The third of four books (though Curtis Jobling has proposed a fifth) and things aren't going well for Drew Ferran and the Wolf's Council. Book 2 saw the vengeance of catlords of Bast upon the seven realms of Lyssia and Book 3 finds our heroes in dire straits.

Jobling's influences are clear; the first half of the book has a feel of Sinbad's adventures, of Ray Harryhausen and swashbuckling films of old. But like these old adventures the novel does, at first, seem episodic as our heroes find themselves in one bad situation after another. And the Star Wars influence is there again, as one of our heroes has something of Anakin Skywalker about him.

We see more of the world of Lyssia, Drew fighting for his life in the fires of Scoria and the deserts of Omir, and Hector and co. in the icy north of Lyssia and its waters. Drew on his way back up, Hector on his way down. And not just through these contrasts does it feel like a story of two halves, the first, dealing with the aftermath of the last book, the second preparing us for the next.

As usual, Jobling writes with a clear sense of visuals, you can clearly picture the locations, characters and action. And boy is there plenty of action, always bloody, sometimes surprising, and occasionally I found myself muttering "that's cool..." under my breath.

Apart from the odd piece of heavy exposition the dialogue also shines, there are some lovely exchanges and wonderfully drawn characters. We meet a few new characters as well, some comic, some terrifying.

Everything great about this series is still here; great action, proper adventure, genuinely interesting characters, shades of grey and heart wrenching twists and turns.

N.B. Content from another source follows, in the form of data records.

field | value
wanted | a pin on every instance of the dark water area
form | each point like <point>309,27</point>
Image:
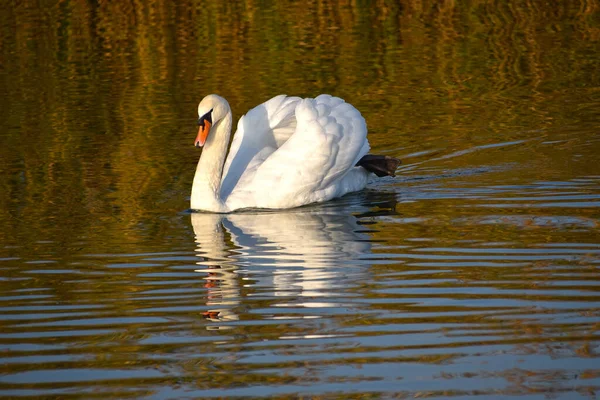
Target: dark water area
<point>474,273</point>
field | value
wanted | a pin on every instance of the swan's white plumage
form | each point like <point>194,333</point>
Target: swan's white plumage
<point>288,152</point>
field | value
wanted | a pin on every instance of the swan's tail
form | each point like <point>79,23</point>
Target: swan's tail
<point>379,165</point>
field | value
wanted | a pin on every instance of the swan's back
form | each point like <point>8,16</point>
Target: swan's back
<point>289,151</point>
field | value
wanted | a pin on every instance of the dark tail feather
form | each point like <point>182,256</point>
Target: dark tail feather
<point>379,165</point>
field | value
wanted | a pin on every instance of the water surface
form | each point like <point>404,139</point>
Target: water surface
<point>473,273</point>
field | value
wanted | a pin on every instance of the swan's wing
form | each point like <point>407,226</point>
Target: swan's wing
<point>330,138</point>
<point>262,130</point>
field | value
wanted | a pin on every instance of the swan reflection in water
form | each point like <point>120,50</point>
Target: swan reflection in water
<point>291,257</point>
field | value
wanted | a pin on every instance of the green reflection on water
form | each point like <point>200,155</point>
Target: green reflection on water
<point>97,123</point>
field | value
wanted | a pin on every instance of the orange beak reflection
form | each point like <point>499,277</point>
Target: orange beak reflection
<point>202,134</point>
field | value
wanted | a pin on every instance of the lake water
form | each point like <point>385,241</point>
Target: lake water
<point>474,273</point>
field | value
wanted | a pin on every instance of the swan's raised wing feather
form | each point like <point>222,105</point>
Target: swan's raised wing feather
<point>330,137</point>
<point>260,132</point>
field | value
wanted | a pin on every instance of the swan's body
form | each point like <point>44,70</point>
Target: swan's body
<point>287,152</point>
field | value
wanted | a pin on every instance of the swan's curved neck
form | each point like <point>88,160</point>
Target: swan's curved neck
<point>207,180</point>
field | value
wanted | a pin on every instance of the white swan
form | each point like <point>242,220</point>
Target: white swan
<point>287,152</point>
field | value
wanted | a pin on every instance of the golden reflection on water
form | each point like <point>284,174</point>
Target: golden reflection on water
<point>474,272</point>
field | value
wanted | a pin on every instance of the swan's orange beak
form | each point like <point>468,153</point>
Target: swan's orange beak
<point>202,134</point>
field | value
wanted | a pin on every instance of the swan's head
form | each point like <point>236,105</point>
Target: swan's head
<point>212,109</point>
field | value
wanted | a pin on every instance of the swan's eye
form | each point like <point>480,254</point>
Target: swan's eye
<point>205,117</point>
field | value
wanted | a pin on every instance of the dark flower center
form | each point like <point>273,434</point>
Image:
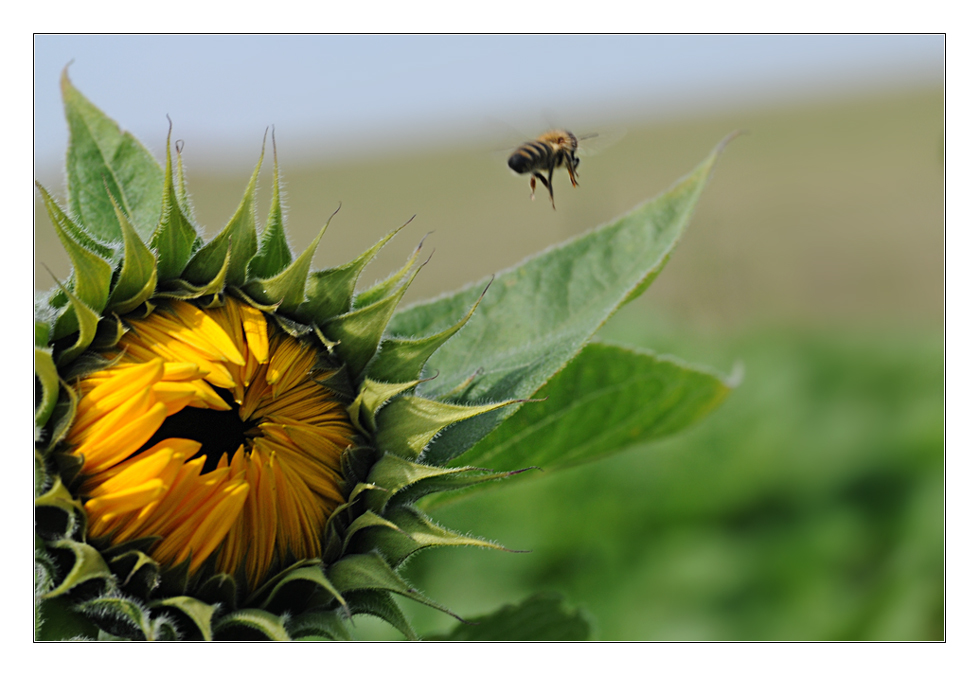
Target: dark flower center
<point>219,432</point>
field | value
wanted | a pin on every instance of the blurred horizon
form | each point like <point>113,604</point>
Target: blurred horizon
<point>337,98</point>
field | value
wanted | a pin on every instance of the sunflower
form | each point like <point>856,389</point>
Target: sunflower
<point>225,446</point>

Fans of the leading ladies Whitley and Gretchen will be disappointed as they get nothing more than lip service, although they are set to play a big part of Book 4. That is perhaps, one of the other problems of being the middle book of a series, there's a lot of moving of chess pieces sometimes at the expense of a more clearly defined standalone narrative. Something else we are still lacking is one truly vile, leading villain. We have plenty of antagonists but few rarely get to steal the show. This is, perhaps, just more realistic, especially with Jobling's willingness to not have every character fall into the well defined camps of good or evil.

Though, to misquote Spinal Tap, when the adventure is this fun, the sequences so thrilling and the characters so interesting, it’s all just nitpicking isn’t it?